BY JOHN BRUSH
Seasons are fluid in the Rio Grande Valley. Summer percolates through heavy September rains into an inconsistently warm and cool fall. Winter condensates behind the wingtips of migrating Snow Geese. Spring bubbles forth with the aromatic scent of huisache flowers, blossoms abounding with nectar and pollen. Despite our mild climate, spring is a welcome sight — color and liveliness bursting back into prominence. Here at Quinta Mazatlan, we welcomed the heart of spring with our 12th Anniversary Moon over Mazatlan celebration, inviting our guests on an interpretive stroll through our trails to see the signs of spring.
Recently, the most obvious sign of spring comes in the yellows, oranges, and reds of prickly-pear flowers greeting the sun. These, along with new pads, are but the first wave of an important food source for wildlife … and humans in historical times. Later, in the summer and fall, the fertilized flowers (courtesy of pollinating native bees) will turn into magenta fruits, or “tunas.” At all stages, the prickly pear provides sustenance and homes to many animals. Birds, such green jays and golden-fronted woodpeckers, eat the juicy fruits. Meanwhile, cactus wrens and curve-billed Thrashers use the protective spines as defenses for their nests, while a shy cottontail rabbit rapidly chews through succulent pads.
Related to the emergence of prickly-pear flowers comes that of a slow moving reptile — the Texas tortoise. These Texas threatened creatures will happily munch on cacti and other plants, preparing for their summer breeding season. Other reptiles and amphibians also become more active in the spring. You may catch a glimpse of shiny bluish-black as a Texas indigo snake slithers through the brush, or hear the splashes of Rio Grande leopard frogs leaping into a pond as you walk by.

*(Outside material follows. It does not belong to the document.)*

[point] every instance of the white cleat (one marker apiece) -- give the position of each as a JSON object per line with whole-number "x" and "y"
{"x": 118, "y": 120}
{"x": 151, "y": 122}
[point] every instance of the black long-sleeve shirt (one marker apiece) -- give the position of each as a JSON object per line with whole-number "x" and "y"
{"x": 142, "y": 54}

Another sign of spring requires a skyward gaze; the silhouettes of hawks boiling upwards on thermals. These groups of circling, ascending hawks are called kettles, a migration phenomenon not to miss for either hawks or humans — the hawks using the rising warm air for energy efficient flight, the humans marvel at the sight. With lush trees in your neighborhood and a little luck, you may have hundreds of broad-winged hawks, Mississippi kites or turkey vultures gracing the evening sky as they come to roost.

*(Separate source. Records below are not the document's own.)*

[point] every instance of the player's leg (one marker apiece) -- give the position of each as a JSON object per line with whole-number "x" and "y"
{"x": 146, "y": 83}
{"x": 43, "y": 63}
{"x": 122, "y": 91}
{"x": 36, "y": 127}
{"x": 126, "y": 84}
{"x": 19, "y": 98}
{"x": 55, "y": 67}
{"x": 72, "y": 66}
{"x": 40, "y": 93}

A much celebrated and beloved sign of spring arrives to South Texas on its scaly wings in March, also on a northward journey. The oranges, blacks, and whites of an adult monarch butterfly are a familiar sight to many, shared between countries separated by more than borders, but entire oceans. Canada, Mexico and the United States, however, are the only ones to share in the unique experience of migratory monarchs, witnessing the spring butterflies advancing north one generation at a time. Milkweeds and nectar plants are vital for caterpillar and imago monarchs during this period — fare easy to provide at homes, schoolyards and businesses.
Fortunately, all the above are readily provided by nature, only requiring the thornforests, mesquite scrub, coastal prairies, wetlands, and other habitats found naturally in the Valley. The invitation to see them is open — just step out into the Valley’s spring.
John Brush is a urban ecologist at Quinta Mazatlan.